Filo no puede respirar. Está tumbada y no puede incorporarse, su cuerpo no le obedece. Le arde la tripa, el estómago, el fuego le sube por el esófago. Quiere gritar y no le sale la voz. También quiere alargar el brazo para coger el teléfono y avisar, pero no llega, y además no está segura de dónde está. Se concentra e intenta respirar hondo, vamos Filo, se dice. Tranquila, tranquila, mujer. Siente como si unas tenazas le quemaran la garganta por dentro. Consigue abrir la boca para chillar y nota cómo se le llena de arena. Se está ahogando, la arena quema. La escupe. ¿Dónde está metida, por Dios?
A su alrededor sólo ve oscuridad y percibe sonidos como de una obra, de alguna construcción. Tierra y casquetes cayendo, ruido de maquinaria. No sabe si está en un ataúd o en una habitación a oscuras, entre la parálisis y el calor no lo distingue. Por alguna rendija oye como cae la arena, poco a poco, y la temperatura sube más. Inspira muy profundamente y le entra un poco de arena por la nariz. Trata de expulsarla. Tose, se ahoga. Entrecierra los ojos, intenta enfocar la mirada al frente, le entra arena en los ojos. Los aprieta fuerte. Parpadea. Le queman las córneas. Le ha parecido ver una rendija de luz por la que entra la arena. Es finísima, como un pelo, pero entra tal cantidad que cuando ya está achicharrada la va a enterrar. No puede arquear el cuerpo, no puede incorporarse. Se muerde los labios hasta hacerse sangre y con las manos araña el suelo sobre el que está tumbada, pero tiene los dedos en carne viva y ahora llenos de arena.

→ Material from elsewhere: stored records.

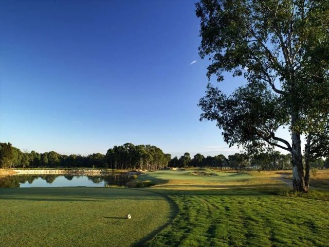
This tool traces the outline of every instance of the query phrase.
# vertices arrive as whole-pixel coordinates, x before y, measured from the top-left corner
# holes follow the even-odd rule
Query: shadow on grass
[[[105,219],[126,219],[126,218],[125,217],[108,217],[107,216],[103,216],[103,218],[105,218]]]
[[[136,190],[140,190],[140,189],[134,189]],[[170,215],[169,215],[169,220],[168,222],[164,224],[163,225],[158,227],[155,230],[153,231],[152,233],[149,234],[148,236],[143,237],[139,241],[135,243],[132,246],[133,247],[138,247],[140,246],[144,246],[145,244],[152,239],[153,237],[155,236],[157,234],[158,234],[160,232],[172,223],[174,219],[176,217],[178,213],[178,207],[177,206],[176,203],[174,201],[173,199],[168,197],[167,195],[165,195],[163,193],[158,191],[155,191],[152,190],[152,192],[153,193],[155,193],[158,195],[160,195],[168,202],[169,204],[169,206],[170,207]]]
[[[114,200],[159,200],[159,198],[126,198],[126,197],[115,197],[114,198],[99,198],[98,199],[89,199],[89,197],[83,198],[66,199],[66,198],[22,198],[15,197],[4,197],[0,196],[0,200],[15,200],[19,201],[45,201],[45,202],[104,202],[106,201],[111,201]]]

La temperatura sigue subiendo. Cada gota de sudor que resbala por su cuerpo le deja un surco de carne quemada. Vamos mujer, que de calor no se ha muerto nadie que tú conozcas. Piensa, mujer. La asaltan los recuerdos, dulces, impertinentes, olvidados o prohibidos. Se recrea en ellos. Se acuerda de los hijos de Tere, a los que llama nietos; tiene ganas de ver a la buena de Tere, la mejor sobrina del mundo, que tiene que sacar a Clarita de la cárcel esa de la Isabel. Tiene espasmos y la mirada se le nubla. Nota como pierde el poco control que le quedaba. Vamos, mujer, piensa. Se acuerda de cuando de niñas, Paqui y ella se colaban en la finca de los marqueses para robar fruta del huerto, y el marqués viejo hacía como que no las veía. O de cuando Isabel les hacía el vacío en la plaza del pueblo y las llamaba pobres. Era guapísima Isabel, pero tó lo que tenía de guapa lo tenía de desgraciá. Y qué pesada que está ahora con sus bragas, Jesús, como si ella no llevara, cago en su madre. Mujer, que te pierdes, déjalo.

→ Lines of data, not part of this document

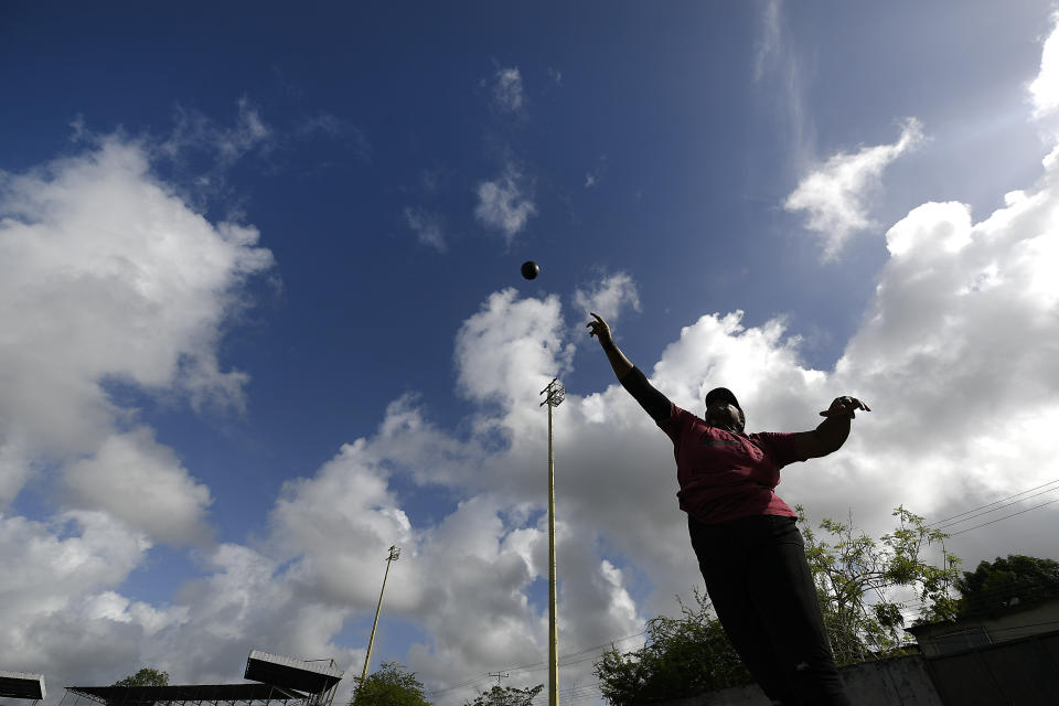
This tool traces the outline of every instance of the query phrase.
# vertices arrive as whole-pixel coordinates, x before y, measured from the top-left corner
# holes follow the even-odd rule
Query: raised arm
[[[625,354],[614,345],[614,339],[610,334],[610,327],[603,321],[603,318],[596,312],[591,312],[595,321],[589,321],[588,335],[596,336],[610,361],[610,366],[614,370],[614,375],[621,386],[640,403],[644,411],[651,415],[655,421],[664,421],[670,418],[670,399],[651,383],[646,376],[640,372],[640,368],[632,364]]]
[[[807,458],[815,459],[827,456],[842,448],[849,436],[849,420],[857,416],[857,409],[871,409],[856,397],[835,397],[831,407],[820,413],[826,417],[812,431],[798,435],[801,450]]]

Ya no puede pensar más. El calor es demasiado intenso, es como si la hubieran enterrado entre brasas. Enterrada, está enterrada. Abre los ojos de golpe cuando se da cuenta.
Filo despierta con la respiración muy agitada y se lleva una mano al pecho. Se levanta y abre la ventana para respirar aire puro, lo necesita. Mira al horizonte, a las afueras de Valdepenín, donde se está levantando una nueva urbanización. Ella no lo lee, pero en los carteles pone “Construcciones Lorenzo Aguilar”.